Malleo et al.4 make an important contribution to the literature, in reporting the longest-term outcomes for this rare disease entity. In doing so, they expose the current controversy around the optimal management of PM-RCC. Considering the potential morbidity of surgery, more promising data from the use of biologics, and the indolent nature of the disease with long-term survival despite local or distant recurrence, the optimal management of PM-RCC will remain difficult to know for quite some time to come. Their data4 can be interpreted as supportive of metastasectomy given the long-term survival in select patients. These same data can also be interpreted as unsupportive of metastasectomy if we consider that biology, not surgery, is clearly the driver of long-term survival.

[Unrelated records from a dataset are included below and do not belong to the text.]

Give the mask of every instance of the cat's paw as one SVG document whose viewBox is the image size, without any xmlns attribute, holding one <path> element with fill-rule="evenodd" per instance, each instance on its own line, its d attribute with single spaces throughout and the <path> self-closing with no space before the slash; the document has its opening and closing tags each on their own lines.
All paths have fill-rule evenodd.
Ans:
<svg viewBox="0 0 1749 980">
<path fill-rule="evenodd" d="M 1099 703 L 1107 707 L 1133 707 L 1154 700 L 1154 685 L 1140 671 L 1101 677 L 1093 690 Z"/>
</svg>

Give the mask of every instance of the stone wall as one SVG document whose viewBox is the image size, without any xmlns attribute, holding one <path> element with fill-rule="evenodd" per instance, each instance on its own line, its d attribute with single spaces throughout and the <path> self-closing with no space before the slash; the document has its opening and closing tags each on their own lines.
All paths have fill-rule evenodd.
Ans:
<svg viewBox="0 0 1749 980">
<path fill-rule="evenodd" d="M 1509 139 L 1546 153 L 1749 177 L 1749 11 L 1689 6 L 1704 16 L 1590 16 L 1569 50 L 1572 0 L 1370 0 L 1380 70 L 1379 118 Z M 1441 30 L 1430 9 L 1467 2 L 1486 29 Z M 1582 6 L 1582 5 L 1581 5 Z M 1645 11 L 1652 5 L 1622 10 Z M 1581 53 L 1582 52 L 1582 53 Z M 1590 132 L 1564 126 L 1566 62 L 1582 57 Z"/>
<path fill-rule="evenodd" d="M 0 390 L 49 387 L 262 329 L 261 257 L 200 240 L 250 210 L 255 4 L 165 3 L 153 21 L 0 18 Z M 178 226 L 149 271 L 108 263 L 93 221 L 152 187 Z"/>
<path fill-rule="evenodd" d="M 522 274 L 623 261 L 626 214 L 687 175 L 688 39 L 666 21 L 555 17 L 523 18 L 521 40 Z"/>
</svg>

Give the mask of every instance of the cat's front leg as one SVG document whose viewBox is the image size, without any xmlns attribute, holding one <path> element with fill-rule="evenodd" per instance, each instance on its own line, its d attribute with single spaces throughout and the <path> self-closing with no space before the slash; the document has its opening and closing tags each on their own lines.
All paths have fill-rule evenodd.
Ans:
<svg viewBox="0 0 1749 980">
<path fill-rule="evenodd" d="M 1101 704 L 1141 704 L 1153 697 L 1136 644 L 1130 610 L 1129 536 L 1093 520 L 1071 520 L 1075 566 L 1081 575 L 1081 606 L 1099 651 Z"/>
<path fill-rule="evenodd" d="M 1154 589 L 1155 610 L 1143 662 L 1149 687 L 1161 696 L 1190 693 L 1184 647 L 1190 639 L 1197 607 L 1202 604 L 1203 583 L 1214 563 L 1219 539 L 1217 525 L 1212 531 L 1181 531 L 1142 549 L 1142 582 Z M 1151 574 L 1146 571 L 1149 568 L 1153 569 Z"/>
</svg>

Current opinion remains mixed and we can draw no definitive conclusions. It may be that targeted therapy combined with metastasectomy is the best approach or that novel TKIs alone should replace operative intervention. Clearly, patient selection remains key and this should continue to improve with our ever-increasing use of genetic sequencing and improved understanding of biologic drivers of cancer. Ultimately, the goal is to prolong survival and optimize long-term outcomes. As a result, we could conclude that we need trials to evaluate the role of surgery compared with TKIs in favorable-risk patients. Unfortunately, designing such a trial is a mathematical and financial challenge given the rarity of PM-RCC and its indolent nature. It is important to note that the use of biologics and surgery are not mutually exclusive, and many patients may benefit from several treatment options in the course of their disease. We are optimistic that increased understanding of biology will help select the optimal targeted therapies and, similarly, help select patients most likely to benefit from metastasectomy. Multidisciplinary team-directed combinations of appropriate therapies are very likely to further prolong survival for patients with PM-RCC.